Student Outcomes from Pain Management & Communication Survey:

  • Knowledge at baseline (pre-intervention survey)   60.8%  N=31
  • Knowledge attained (post-intervention survey)      67.1%  N=31

Staff outcomes—Qualitative results: 

BSN students reported the nurse mentors increasingly asked and discussed pain goals and pain management with the patient.  More patient education opportunities were noted and some changes in analgesic medication regimes occurred.  Staff nurse mentors listened to students’ information related to patients’ pain concerns and addressed issues in a timely manner. Staff mentors’ forums were held the second month of the interventions and staff commented that students needed more education about patients’ realistic pain goals—especially those with chronic pain history.   The staff mentors were surveyed in the sixth month of the interventions and demonstrated 100% of mentors were aware the students were interviewing patients about their pain satisfaction (n=4). Seventy-five percent of mentors reported the student’s interview with the patient ‘Sometimes’ or ‘Usually’ improved that patient’s satisfaction with their pain management (n=4).  When asked whether the student wrote the patient’s pain goal on the whiteboard, mentors responded equally among ‘Rarely’, ‘Sometimes’. ‘Usually’ and ‘Always’ (n=4).


 Since implementing this project, we have seen the following:

  • Improved student nurse knowledge in listening to the patient’s story and performing a pain assessment
  • Patients perceived increased collaboration and attentiveness to their individual needs
  • Clinical staff nurse mentors were more engaged in student learning
  • Increased student engagement in improving patient outcomes and experiences were noted by both nursing staff and students
  • Improved Press Ganey patient satisfaction scores in five key areas r/t pain management

In summary, the EUI collaborative relationship and intervention was perceived as very valuable to patients, nursing staff and BSN students despite the time requirements.  School of Nursing and Health System leaders were very pleased with the process and patient satisfaction outcomes.  The group will continue to work improving patient satisfaction with pain management and increasing student and staff knowledge in providing safe and effective pain measures.  This project is being repeated on the orthopedic/trauma unit within the hospital.  

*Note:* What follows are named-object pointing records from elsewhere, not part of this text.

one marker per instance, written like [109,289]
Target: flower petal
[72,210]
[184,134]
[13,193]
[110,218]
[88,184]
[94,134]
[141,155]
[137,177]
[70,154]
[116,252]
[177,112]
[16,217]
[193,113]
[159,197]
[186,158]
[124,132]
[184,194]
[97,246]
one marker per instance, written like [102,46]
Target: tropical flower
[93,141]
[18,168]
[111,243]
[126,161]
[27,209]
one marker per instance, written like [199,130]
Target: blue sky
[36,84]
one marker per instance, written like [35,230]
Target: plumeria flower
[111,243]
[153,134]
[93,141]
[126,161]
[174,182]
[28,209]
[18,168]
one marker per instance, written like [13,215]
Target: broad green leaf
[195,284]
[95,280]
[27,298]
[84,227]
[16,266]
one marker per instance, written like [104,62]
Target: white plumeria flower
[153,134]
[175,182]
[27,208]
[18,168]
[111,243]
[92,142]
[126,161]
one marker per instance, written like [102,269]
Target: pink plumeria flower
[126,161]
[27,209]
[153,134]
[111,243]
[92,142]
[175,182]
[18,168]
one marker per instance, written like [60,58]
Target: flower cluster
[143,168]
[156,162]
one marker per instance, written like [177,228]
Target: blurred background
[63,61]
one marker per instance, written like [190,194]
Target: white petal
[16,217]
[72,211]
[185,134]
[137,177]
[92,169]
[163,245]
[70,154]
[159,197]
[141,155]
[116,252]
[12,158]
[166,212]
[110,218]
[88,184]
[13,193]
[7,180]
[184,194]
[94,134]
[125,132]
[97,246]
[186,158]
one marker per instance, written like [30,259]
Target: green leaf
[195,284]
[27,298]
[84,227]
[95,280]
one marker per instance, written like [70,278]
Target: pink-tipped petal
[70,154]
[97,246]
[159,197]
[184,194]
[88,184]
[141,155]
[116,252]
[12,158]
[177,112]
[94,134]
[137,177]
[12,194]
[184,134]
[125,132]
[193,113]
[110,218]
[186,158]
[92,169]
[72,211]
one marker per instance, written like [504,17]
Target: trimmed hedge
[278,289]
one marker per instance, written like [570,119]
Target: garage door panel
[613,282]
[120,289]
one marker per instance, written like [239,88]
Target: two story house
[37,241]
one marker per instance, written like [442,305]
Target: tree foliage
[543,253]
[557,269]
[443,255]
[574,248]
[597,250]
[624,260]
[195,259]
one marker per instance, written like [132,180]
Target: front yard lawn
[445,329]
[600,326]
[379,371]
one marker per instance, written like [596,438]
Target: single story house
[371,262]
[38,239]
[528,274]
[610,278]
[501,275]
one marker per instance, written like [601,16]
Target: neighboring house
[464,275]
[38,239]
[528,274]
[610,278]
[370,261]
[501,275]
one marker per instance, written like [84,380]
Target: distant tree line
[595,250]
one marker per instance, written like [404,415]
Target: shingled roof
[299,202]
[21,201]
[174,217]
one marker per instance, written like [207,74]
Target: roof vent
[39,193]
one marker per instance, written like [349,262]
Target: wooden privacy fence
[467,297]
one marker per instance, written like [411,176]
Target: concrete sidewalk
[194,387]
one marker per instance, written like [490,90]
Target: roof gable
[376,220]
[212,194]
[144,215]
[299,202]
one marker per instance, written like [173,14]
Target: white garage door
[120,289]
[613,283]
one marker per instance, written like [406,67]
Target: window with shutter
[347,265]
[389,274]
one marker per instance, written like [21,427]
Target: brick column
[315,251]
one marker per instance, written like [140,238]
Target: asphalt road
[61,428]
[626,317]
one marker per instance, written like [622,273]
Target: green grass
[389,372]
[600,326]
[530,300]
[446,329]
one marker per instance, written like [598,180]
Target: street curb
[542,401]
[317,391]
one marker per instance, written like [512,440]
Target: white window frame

Chow, K.M., Chan, J.C.Y., Pain knowledge and attitudes of nursing students: A literature review. Nurse Educ Today (2014), http://dx/

Cordts, G.A., Grant, M.S., Brandt, L.E., Mears, S.C. (2011). A qualitative and quantitative needs assessment of pain management for hospitalized orthopedic patients. Orthopedics (34) 8.

Mackintosh-Franklin, C. (2014). The impact of experience on undergraduate preregistration students nurses’ responses to patients in pain: A 2-year qualitative longitudinal study. Pain Management Nursing (15) 1.

Pasero, C. and McCaffery, M. (2007) Orthopaedic postoperative pain management. Journal of Perianesthesia Nursing (22) 3 pp 160-174.